The Supreme Court sided with atheists on March 6 when it decided not to hear an appeal by a Florida city that sought to halt a lawsuit over a city-sponsored prayer vigil.
Conservative Justice Clarence Thomas objected to the court’s decision to deny the petition in City of Ocala, Florida v. Rojas, court file 22-278. The court majority didn’t explain why it denied the petition.
The refusal comes despite the fact that the high court has become increasingly protective in recent years of constitutionally based religious freedoms.
The case dates to 2014, when Ocala held a public vigil after drive-by shootings in which young children were injured. Community leaders suggested that a prayer vigil be conducted to promote public healing, and the local chief of police encouraged residents to attend.
Some local atheists, the respondents in the current appeal, attended the vigil and claimed that by organizing the event, the city had violated the so-called separation of church and state and the Constitution’s establishment clause, which prevents the government from establishing an official religion and expressing a preference for one religion over another.
The respondents said that the vigil featured religious elements that offended them and made them feel excluded.
“Uniformed police personnel preached Christianity in a revivalist style to hundreds of citizens assembled at its behest for an hour in the heart of town,” according to the respondents’ brief.
“The [respondents] were invited to attend by their own city officials and had an interest in being a part of the community and were concerned about crime. They attended but were unable to participate in any of the activity because it was all prayer.”
They sued in federal district court, which found that at least one of the respondents had what has been termed “offended observer” standing to bring the lawsuit. The court granted judgment against the city, holding the respondents had legal standing and that the vigil ran afoul of the establishment clause, according to Lemon v. Kurtzman (1971).
The 11th Circuit remanded the Ocala case to the district court to “give it an opportunity to apply ... the historical practices and understandings standard endorsed” in the new precedent, Kennedy v. Bremerton School District.
The city argued before the 11th Circuit that the case shouldn’t be allowed to proceed. The court ruled against the city, which lodged an appeal with the Supreme Court on Sept. 22, 2022.

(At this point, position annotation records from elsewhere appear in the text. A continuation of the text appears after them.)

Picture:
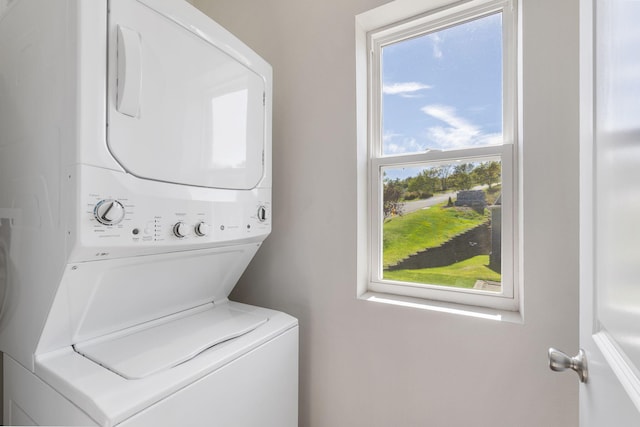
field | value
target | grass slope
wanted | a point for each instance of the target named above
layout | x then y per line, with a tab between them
462	274
426	228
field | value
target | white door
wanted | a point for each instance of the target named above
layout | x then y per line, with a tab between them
182	108
610	212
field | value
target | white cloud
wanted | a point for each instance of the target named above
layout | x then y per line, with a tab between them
407	89
396	143
458	132
437	41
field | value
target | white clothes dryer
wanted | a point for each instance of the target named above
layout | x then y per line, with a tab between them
135	188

The American Humanist Association (AHA), which represented the respondents, hailed the Supreme Court’s new ruling.
“Today’s decision to send Ocala back to the district court reinforces what the American Humanist Association has long fought for: government entities cannot coercively promote religious practices,” AHA President Sunil Panikkath said in a statement forwarded to The Epoch Times.
“As opponents to the separation of religion and government continue their anti-democratic agenda in their attempts to obliterate the line between church and state, our work defending that separation becomes ever more important to ensure the religious freedom of all Americans.”
The American Center for Law and Justice, a conservative nonprofit public interest law firm representing Ocala, said the case isn’t over yet.
“The case continues in trial court and we will continue to litigate,” a spokesman told The Epoch Times by email.
“Because standing based on mere offense is in significant tension with Article III and our precedents, I would have granted [the petition] to determine whether the courts below lacked jurisdiction,” Thomas wrote. Article III of the U.S. Constitution deals with the structure and powers of the federal judiciary.
Justice Neil Gorsuch filed a brief statement.
“This Court has never endorsed the notion that an ‘offended observer’ may bring an Establishment Clause claim,” he wrote.
But, because the case is still pending in the lower courts, there is no reason for the Supreme Court to intervene at this time, Gorsuch wrote, adding that the city retains the option of seeking relief from the high court again in the future.